Chapter 44 - Rencana Keji

Sehari sebelumnya…

Miranda duduk santai di sebuah kafe mewah di daerah Jakarta Pusat. Ia melihat pemandangan jalanan Jakarta yang ramai.

Jika boleh jujur, sudah lama ia tidak melihat ramainya hiruk pikuk ibukota dari jarak dekat dengan suasana setenang ini. Hari-harinya sangat padat sejak ia memutuskan kembali ke Indonesia.

Kalau bukan karena ayahnya yang ingin dia segera menikah tentu Miranda masih di Amerika Serikat mengejar mimpinya menjadi artis. Tapi apa daya, semua itu harus Miranda kubur rapat-rapat.

Ayah dari awal memang tidak terlalu setuju dengan pilihan hidup Miranda sebagai artis. Ayah lebih suka kalau putrinya itu melanjutkan bisnis keluarga ataupun menikah. Masalahnya kedua pilihan yang ayah berikan bukanlah yang Miranda inginkan.

"Nona," seorang pria bertubuh gempal menyapa Miranda. Dia adalah salah satu anak buah Victor.

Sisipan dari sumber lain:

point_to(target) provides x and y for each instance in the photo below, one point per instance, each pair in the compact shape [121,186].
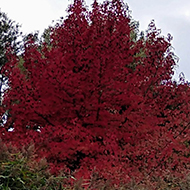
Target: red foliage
[103,100]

Miranda mempersilahkan pria itu duduk.

"Semua rencana nona sudah kami persiapkan," kata pria itu. Ia menceritakan pada Miranda apa saja yang sudah mereka persiapkan untuk menculik Kirana.

Miranda mendengarkan sambil meminum es americanonya.

"Apa kamu juga sudah menyiapkan rencana B?" tanya Miranda sambil meletakkan gelasnya.

"Rencana B yang mana, Nona?"

Miranda mendengus kesal. "Apa kamu seyakin itu kalau rencana kita akan berjalan lancar?"

Pria itu terdiam. Tidak mampu menjawab pertanyaan Miranda.

"Pertama, siapakan obat yang bisa membuat orang mabuk. Cari dosis paling tinggi dengan efek yang lebih lama. Kedua, aku yakin Bastian akan tahu tentang rencana kita. Bawa orang lebih banyak untuk berjaga-jaga. Terakhir, kalau Bastian membuat kekacauan, jangan segan untuk bertindak," instruksi Miranda.

Dalam rencana yang sudah Miranda susun rapi, ia sadar pasti akan ada kegagalan yang terjadi. Pertama kegagalan itu akan disebabkan sahabatnya, Victor.

Ia tahu Victor tidak akan pernah tega tidur dengan Kirana. Victor pasti hanya ingin Kirana mengira bahwa mereka tidur bersama walaupun kenyataannya tidak.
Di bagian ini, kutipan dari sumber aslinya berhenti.